Re: jsonpath - Mailing list pgsql-hackers
From | Nikita Glukhov |
---|---|
Subject | Re: jsonpath |
Date | |
Msg-id | 220821fb-52c0-c277-0959-322c8eef76b2@postgrespro.ru Whole thread Raw |
In response to | Re: jsonpath (Tomas Vondra <tomas.vondra@2ndquadrant.com>) |
Responses |
Re: jsonpath
|
List | pgsql-hackers |
Attached 36th version of the patches.
On 03.03.2019 21:08, Tomas Vondra wrote:
Hi, Here are some initial comments from a review of the 0001 part. I plan to do more testing on a large data set and additional round of review over the next week. FWIW I've passed this through valgrind and the usual battery of regression tests, and there were no issues.
Thanks again for your review.
I haven't looked at 0002 yet, but it seems fairly small (especially compared to 0001). func.sgml ========= 1) I see the changes removed <indexterm zone="functions-json"> for some reason. Is that intentional?
Fixed.
2) <command>WHERE</command> We generally tag <literal>WHERE</literal>, not <command>.
Fixed.
3) Filter expressions are applied from left to right Perhaps s/applied/evaluated/ in reference to expressions?
Fixed.
4) The result of the filter expression may be true, false, or unknown. It's not entirely clear to me what "unknown" means here. NULL, or something else? There's a section in the SQL/JSON standard explaining this (page 83), but perhaps we should explain it a bit here too? The standard says "In the SQL/JSON data model, there are no SQL nulls, so Unknown is not part of the SQL/JSON data model." so I'm a bit confused what "unknown" references to. Maybe some example? Also, what happens when the result is unknown?
"unknown" refers here to ordinary three-valued logical Unknown, which is represented in SQL by NULL. JSON path expressions return sequences of SQL/JSON items, which are defined by SQL/JSON data model. But JSON path predicates (logical expressions), which are used in filters, return three-valued logical values: False, True, or Unknown. Filters accept only items for which the filter predicate returned True. False and Unknown results are skipped. Unknown can be checked with IS UNKNOWN predicate: SELECT jsonb_path_query_array('[1, "1", true, null]', '$[*] ? ((@ < 2) is unknown)');jsonb_path_query_array ------------------------["1", true] (1 row) Comparison of JSON nulls to non-nulls returns always False, not Unknown (see SQL/JSON data model). Comparison of non-comparable items return Unknown.
5) There's an example showing how to apply filter at a certain level, using the @ variable, but what if we want to apply multiple filters at different levels? Would it make sense to add such example?

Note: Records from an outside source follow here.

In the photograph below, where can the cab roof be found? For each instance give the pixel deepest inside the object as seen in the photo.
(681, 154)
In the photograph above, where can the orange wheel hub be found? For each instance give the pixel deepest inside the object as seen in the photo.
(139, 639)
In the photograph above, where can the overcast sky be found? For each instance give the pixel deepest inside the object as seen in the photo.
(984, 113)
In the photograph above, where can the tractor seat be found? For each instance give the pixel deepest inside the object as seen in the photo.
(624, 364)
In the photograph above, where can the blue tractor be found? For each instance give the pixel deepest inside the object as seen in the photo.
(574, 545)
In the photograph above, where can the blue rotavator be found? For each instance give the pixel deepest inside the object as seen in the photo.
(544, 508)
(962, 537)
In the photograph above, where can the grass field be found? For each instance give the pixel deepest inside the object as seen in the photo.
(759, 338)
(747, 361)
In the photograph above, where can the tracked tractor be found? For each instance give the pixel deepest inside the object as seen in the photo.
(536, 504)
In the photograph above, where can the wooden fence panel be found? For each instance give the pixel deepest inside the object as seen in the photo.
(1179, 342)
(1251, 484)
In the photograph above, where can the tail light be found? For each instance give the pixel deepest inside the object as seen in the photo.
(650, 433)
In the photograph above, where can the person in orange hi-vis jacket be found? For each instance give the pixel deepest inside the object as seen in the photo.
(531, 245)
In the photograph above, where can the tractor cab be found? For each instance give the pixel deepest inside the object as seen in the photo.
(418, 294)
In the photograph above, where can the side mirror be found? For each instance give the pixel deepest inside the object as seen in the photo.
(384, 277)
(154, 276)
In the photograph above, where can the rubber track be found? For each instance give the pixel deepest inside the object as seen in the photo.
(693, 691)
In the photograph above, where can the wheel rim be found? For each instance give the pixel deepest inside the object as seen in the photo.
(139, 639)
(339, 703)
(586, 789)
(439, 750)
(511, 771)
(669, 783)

Examples were added. Filters can be nested, but by the standard it is impossible to reference item of the outer filter, because @ always references current item of the innermost filter. We have additional patch with a simple jsonpath syntax extension for this case -- @N:@0, like @, references innermost item@1 references item one level upper@2 references item two levels upper For example, selecting all objects from array '[{"vals": [1,2,3], "val": 2}, {"vals": [4,5], "val": 6}]' having in their .vals[] element greater than their .val field: '$[*] ? (@.vals[*] ? (@ > @1.val))' It is impossible to do this by the standard in the single jsonpath expression. Also there is idea to use lambda expressions with ECMAScript 6 syntax in filters and user method (see below): '$[*] ? (obj => obj.vals[*] ? (val => val > obj.val))' I already have a patch implementing lambda expressions, which were necessary for implementaion of built-in/user-written functions and methods like .map(), reduce(), max(). I can post it again if it is interesting.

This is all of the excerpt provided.